Question

At 300K the heat of combustion of methane in a bomb calorimeter is $ {{ - 900}} $ KJ/mol, so its enthalpy of combustion in an open flask will be approximately equal to what?
(A) $ {{ - 850}} $ KJ/mol
(B) $ {{ - 950}} $ KJ/mol
(C) $ {{ - 900}} $ KJ/mol
(D) Zero

Answer 1

Hint: In the above question, we have to find the enthalpy of combustion when heat of combustion ( $ {{\Delta U}} $ ) is given. We have to first write a balanced chemical equation of combustion of methane and then we can use the relation between enthalpy change and internal energy change to solve this question.

Formula Used
 $ {{\Delta H = \Delta U + W}} $
Where $ {{\Delta H}} $ = enthalpy change
 $ {{\Delta U}} $ =internal energy change
W= work done.

Complete step by step solution
We know that work done is equal to product of pressure and volume change and hence, we can write W= P $ {{\Delta }} $ V
But in the question, pressure and volume is not given.

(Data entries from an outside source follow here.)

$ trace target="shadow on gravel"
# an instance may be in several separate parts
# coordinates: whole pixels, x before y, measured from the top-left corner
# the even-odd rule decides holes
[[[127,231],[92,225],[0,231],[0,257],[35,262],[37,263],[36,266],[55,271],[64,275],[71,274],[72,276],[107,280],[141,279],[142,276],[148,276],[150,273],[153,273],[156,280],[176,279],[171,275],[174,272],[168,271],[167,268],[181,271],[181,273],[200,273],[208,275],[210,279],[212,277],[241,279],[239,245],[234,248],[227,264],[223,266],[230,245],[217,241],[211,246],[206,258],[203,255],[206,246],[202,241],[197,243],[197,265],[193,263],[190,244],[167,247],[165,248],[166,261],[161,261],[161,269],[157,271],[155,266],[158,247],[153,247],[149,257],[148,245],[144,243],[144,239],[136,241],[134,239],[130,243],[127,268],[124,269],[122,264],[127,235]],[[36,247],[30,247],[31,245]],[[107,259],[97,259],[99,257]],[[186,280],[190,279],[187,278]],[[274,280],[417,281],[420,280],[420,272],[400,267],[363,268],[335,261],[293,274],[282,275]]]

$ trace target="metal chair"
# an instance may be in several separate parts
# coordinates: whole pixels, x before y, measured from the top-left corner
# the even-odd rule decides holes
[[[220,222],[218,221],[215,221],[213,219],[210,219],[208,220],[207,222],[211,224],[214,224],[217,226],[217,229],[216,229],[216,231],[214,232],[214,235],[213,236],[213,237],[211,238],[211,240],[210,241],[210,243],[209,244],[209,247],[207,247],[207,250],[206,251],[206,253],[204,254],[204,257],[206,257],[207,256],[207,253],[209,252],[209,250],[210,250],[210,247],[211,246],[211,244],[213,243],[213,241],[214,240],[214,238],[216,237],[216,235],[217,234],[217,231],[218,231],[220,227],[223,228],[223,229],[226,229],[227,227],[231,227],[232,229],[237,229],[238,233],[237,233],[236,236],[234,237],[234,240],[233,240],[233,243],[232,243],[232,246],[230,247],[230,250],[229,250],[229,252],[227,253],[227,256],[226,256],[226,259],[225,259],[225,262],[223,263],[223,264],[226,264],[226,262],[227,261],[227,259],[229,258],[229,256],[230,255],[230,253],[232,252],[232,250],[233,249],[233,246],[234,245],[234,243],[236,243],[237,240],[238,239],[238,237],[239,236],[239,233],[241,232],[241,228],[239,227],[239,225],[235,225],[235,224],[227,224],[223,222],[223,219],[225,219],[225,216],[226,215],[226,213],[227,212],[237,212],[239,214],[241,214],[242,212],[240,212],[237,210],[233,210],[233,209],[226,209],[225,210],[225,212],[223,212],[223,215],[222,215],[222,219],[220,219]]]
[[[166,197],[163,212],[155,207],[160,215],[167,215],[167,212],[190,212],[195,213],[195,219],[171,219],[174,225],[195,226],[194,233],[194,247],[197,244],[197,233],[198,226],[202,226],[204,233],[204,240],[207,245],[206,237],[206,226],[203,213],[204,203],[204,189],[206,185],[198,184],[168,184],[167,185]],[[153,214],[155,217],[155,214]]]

So, we can use the ideal gas equation for this.
According to ideal gas equation:
 $ {{PV = nRT}} $
Which implies that:
 $ {{P}}\Delta {{V = }}\Delta {{nRT}} $
Where $ {{\Delta n}} $ = change in number of moles of gaseous substance.
R= universal gas constant.
T= temperature in K
We can now rewrite the enthalpy equation as:
 $ {{\Delta H = \Delta U + }}\Delta {{nRT}} $ ............................(1)
Let us now write a balanced chemical equation of combustion of methane:
 $ {{C}}{{{H}}_{{4}}}{{(g) + 2}}{{{O}}_{{2}}}{{(g)}} \to {{C}}{{{O}}_{{2}}}{{(g) + 2}}{{{H}}_{{2}}}{{O(l)}} $
 $ {{\Delta n}} $ = number of moles of gaseous product – number of moles of gaseous reactant
 $ {{\Delta n = }}1 - (2 + 1) = - 2 $
Substituting the values in equation 1, we get:
 $ {{\Delta H = \Delta U + }}\Delta {{nRT}} $
 $ {{\Delta H}} = - 900 + ( - 2) \times 0.0083 \times 300 = - 900 - 5 = - 905 $ KJ/mol which is nearly equal to $ {{ - 900}} $ kJ/mol.
Hence, the correct option is option C.

Note
In these type of questions where heat of formation, combustion and etc. are given, and we are asked to find out heat of enthalpy, we should use the equation $ {{\Delta H = \Delta U + W}} $ and modify W according to the conditions given in the question.